Qantas will increase flights between countries to around 200 flights per week, while Air New Zealand said it quadrupled its flights to 30 on Monday, with its planes flying to New Zealand with capacity 97%.

“It was really fun to kick off this quarantine tour with Australia. Whether returning to family, friends or vacationers, New Zealand says: ‘Welcome and enjoy yourself,’ says New Zealand Prime Minister Jacinda Ardern.

Hope for the normal

Australia was New Zealand’s largest source of international tourists before the pandemic, accounting for about 1.5 million or 40% of total arrivals in 2019.

There are thrilling scenes where the quarantined tour is resuming between New Zealand and Australia in almost 400 days [Mick Tsikas/AAP Image via Reuters]

The border opening has received saturated coverage from the media in both countries, with live television reports from airports providing regular updates on the progress of flights. .

On a grassy embankment at the foot of Wellington Airport’s runway, the words “WELCOME WHANAU” (family) are written in giant letters.

Lorraine Wratt, a New Zealander trapped in the pandemic while visiting family in Australia, told AFP it was “great” to be able to travel again.

“We are very excited to be home but we will miss our family (in Australia) very much,” she said.

More than half a million New Zealand-born people live in Australia, just over 2% of Australia’s nearly 26 million population.

Australia and New Zealand have largely closed their borders to noncitizens and permanent residents more than a year ago, helping to keep their COVID-19 numbers relatively low compared to some. other developed countries.

Other international visitors to both countries have to undergo a two-week hotel quarantine process at self-sufficient expense.

Australia has recorded just over 29,500 viral infections and 910 deaths since the pandemic began, while New Zealand has about 2,200 confirmed cases and 26 deaths.

There was a lot of hugs when Australia and New Zealand started the COVID-19 ‘travel bubble’ [Saeed Khan/AFP]

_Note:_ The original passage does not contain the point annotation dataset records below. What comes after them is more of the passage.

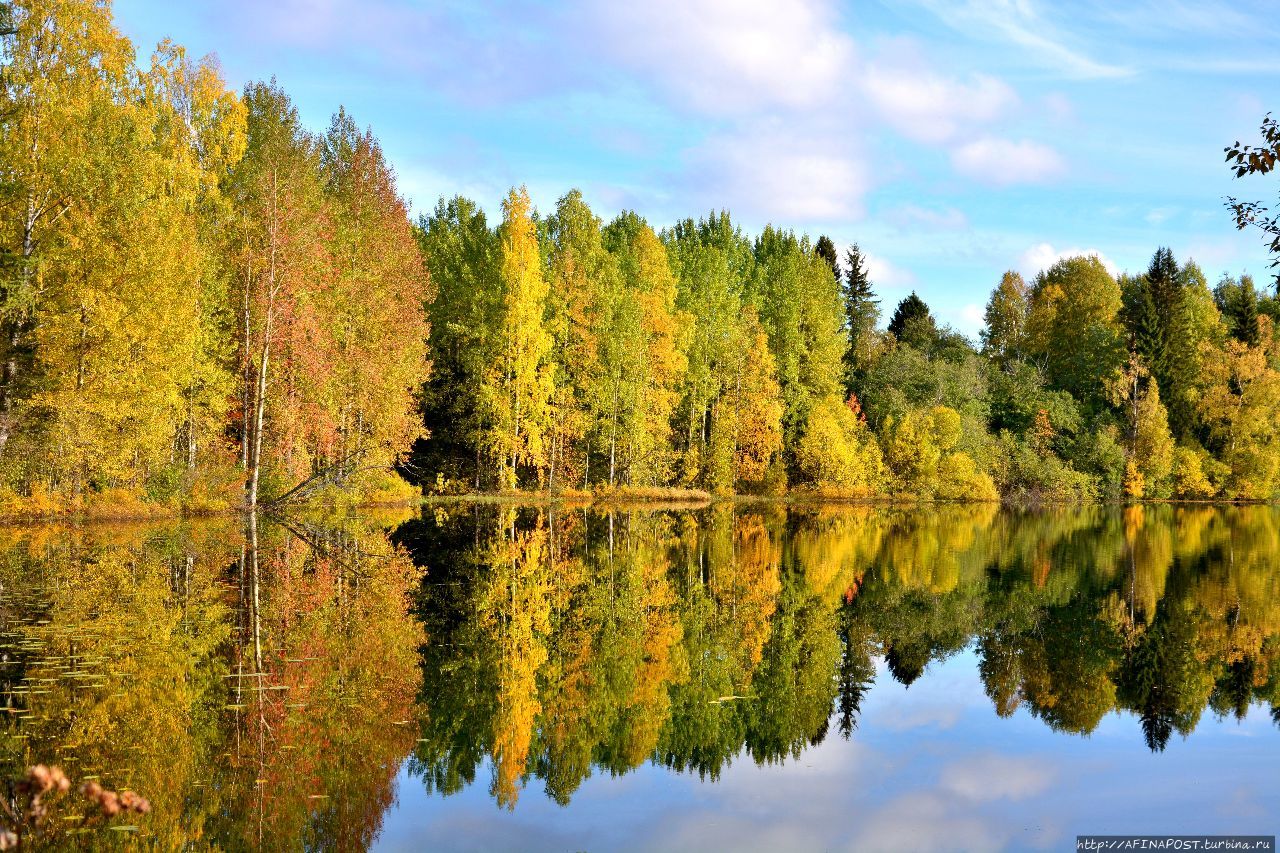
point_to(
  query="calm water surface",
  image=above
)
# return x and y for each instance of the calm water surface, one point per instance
(732, 678)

Ardern and his Australian counterpart Scott Morrison have warned travelers to prepare for short-term disruption of travel arrangements in the event of a COVID-19 outbreak, while also reporting the risks of travel. No quarantine will be “under constant review”.

However, O’Donoghue said the opening of the travel bubble made her feel the world was returning to normal.

“I’ll be back, they’ll come, we’ll be back to normal,” she said.

“What would normally be like from now on I don’t know, but I’m really, really excited today.”